Paul Gordon Collier
In response to the recent Supreme Court Hobby Lobby Ruling, democrats in congress are pushing for new legislation to circumvent the decision. The bill is called the “Not My Boss Business Act”, also referred to the ‘hashtag activist act” by opponents. The new legislation is ostensibly designed to prevent businesses from choosing what types of healthcare coverage they will pay for.
Senator Patty Murray had this to say in a press release about her support for “Not My Boss Business Act”:
“This week, in response to the Burwell v. Hobby Lobby ruling, Chairman Murray and Democrats are moving forward with the Not My Boss’s Business Act to ensure that women can make their own health care decisions. The Not My Boss’s Business Act, which takes critical steps to protect women’s ability to control their own health care, is not only the right thing to do—it is also an important part of helping women and their families achieve economic security.”
Hobby Lobby, it should be noted, willingly covers 16 of the 20 contraceptives, and had done so before the passing of the Affordable Care Act. The four contraceptives in question are alleged by Hobby Lobby to be abortifacients, which violates their religious convictions to not terminate life.
The legislation would allow for women to get healthcare coverage for all types of contraceptives, including abortifacients. This tweet by Senator Patty Murray highlights the divide in values between those who support the “Not My Boss Business Act” and those who oppose it:
Natl. Business Group on Health: Employers who don’t offer contraceptive coverage spend ~15% more bc of costs of pregnancy #NotMyBossBusiness
— Senator Patty Murray (@PattyMurray) July 14, 2014
This tweet in response to Murray’s tweet well represents the counter view on this issue:
— Liberal Translator (@libtranslator) July 14, 2014
The issue is whether businesses being mandated to provide contraceptives to women should be considered an inherent right for women or whether ‘forcing’ businesses to pay for contraceptives is an unconstitutional coercion of the rights of the business owners.

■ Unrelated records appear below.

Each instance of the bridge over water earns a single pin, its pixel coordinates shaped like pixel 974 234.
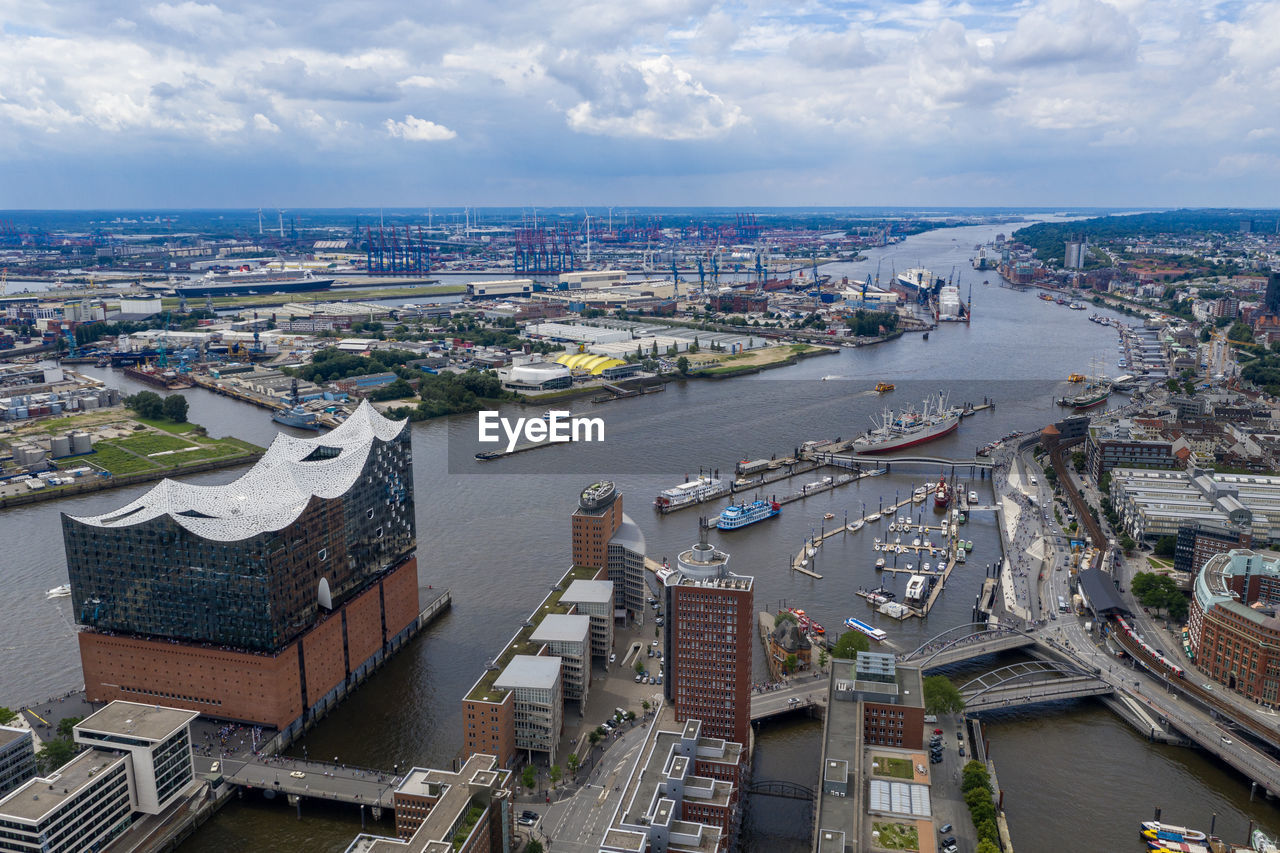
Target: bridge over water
pixel 1031 683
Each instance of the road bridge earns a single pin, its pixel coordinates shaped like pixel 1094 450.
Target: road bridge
pixel 306 779
pixel 965 642
pixel 1031 683
pixel 809 696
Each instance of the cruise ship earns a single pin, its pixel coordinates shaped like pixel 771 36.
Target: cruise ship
pixel 897 430
pixel 248 282
pixel 703 488
pixel 739 515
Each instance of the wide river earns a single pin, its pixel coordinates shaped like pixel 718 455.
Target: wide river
pixel 497 534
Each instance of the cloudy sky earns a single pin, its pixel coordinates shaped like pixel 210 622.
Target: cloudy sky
pixel 292 103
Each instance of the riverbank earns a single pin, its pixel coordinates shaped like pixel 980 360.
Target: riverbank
pixel 124 451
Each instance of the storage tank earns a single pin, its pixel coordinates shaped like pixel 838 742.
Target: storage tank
pixel 81 443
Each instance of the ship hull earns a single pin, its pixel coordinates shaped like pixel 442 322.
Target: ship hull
pixel 908 441
pixel 245 288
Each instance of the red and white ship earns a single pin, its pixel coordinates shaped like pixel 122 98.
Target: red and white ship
pixel 942 493
pixel 896 430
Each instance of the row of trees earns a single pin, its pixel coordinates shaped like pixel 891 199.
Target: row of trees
pixel 149 404
pixel 1160 592
pixel 979 797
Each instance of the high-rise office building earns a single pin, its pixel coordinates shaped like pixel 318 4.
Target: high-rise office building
pixel 708 642
pixel 263 600
pixel 604 537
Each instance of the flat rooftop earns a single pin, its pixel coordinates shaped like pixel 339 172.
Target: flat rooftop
pixel 589 592
pixel 533 671
pixel 44 794
pixel 568 629
pixel 136 720
pixel 9 734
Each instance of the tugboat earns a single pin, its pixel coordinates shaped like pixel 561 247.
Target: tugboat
pixel 942 493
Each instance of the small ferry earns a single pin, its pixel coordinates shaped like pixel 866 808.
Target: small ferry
pixel 874 633
pixel 1156 830
pixel 296 416
pixel 703 488
pixel 739 515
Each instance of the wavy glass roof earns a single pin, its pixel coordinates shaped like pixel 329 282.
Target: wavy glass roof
pixel 273 493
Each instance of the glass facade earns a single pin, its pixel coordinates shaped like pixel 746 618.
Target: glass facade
pixel 257 592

The fact that abortifacients and other contraceptives are readily available for women at affordable prices leads the opposition to counter that women are not, in fact, being denied access to contraceptives and abortifacients.

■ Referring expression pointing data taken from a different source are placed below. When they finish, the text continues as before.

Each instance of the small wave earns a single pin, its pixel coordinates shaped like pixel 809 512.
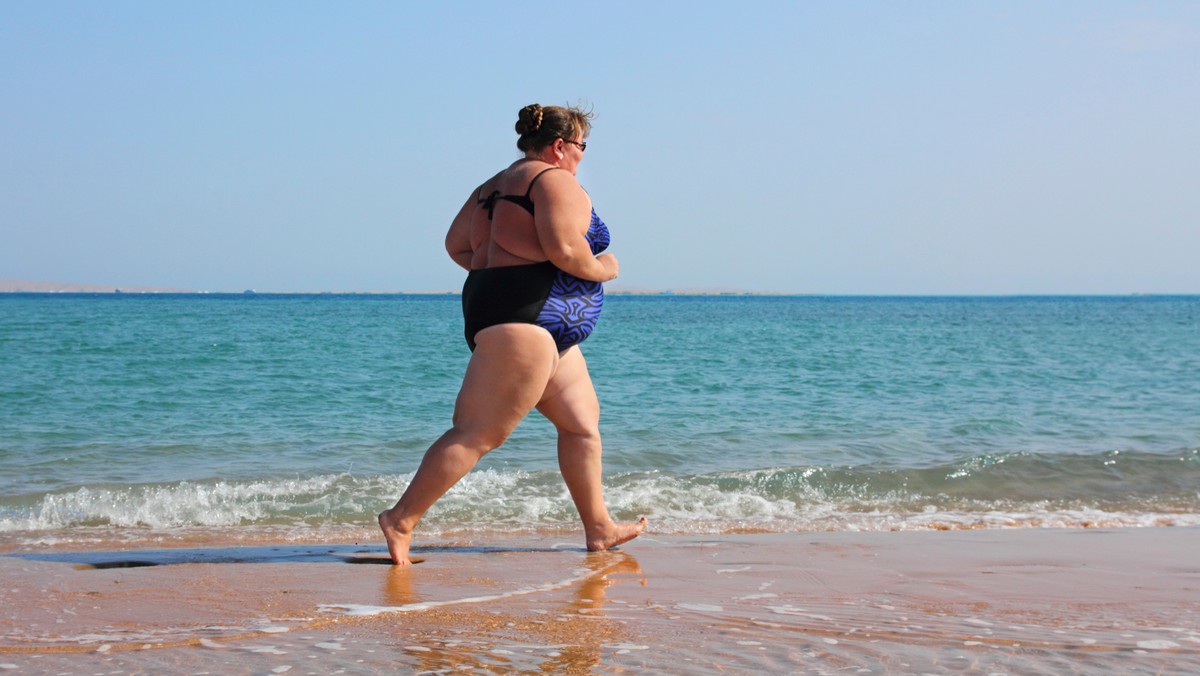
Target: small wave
pixel 991 491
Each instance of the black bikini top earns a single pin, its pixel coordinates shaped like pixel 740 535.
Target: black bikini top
pixel 522 201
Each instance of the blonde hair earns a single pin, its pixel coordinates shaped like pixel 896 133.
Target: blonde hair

The emerging underlying debate in America on this issue and others is the degree to which Americans’ religious rights versus gender and even sexual orientation rights should be considered the more significant right when weighing out competing interests. The Hobby Lobby case is viewed by those who favor gender and sexual orientation rights over religious rights as a serious blow against their ideals of justice and fairness, while those who favor religious rights over gender and sexual orientation rights view it as a victory affirming the 1st amendment’s guarantee of ‘freedom of religion’.
Today, Majority Leader Harry Reid introduced the legislation sponsored by Mark Udall. A vote is expected on Wednesday. It would require at least 5 Republicans to go along with it to break the filibuster. Skeptics charge that the legislation was introduced to give Democrats opportunities to reignite the ‘war on woman’ narrative that was so effective for them in the 2012 election.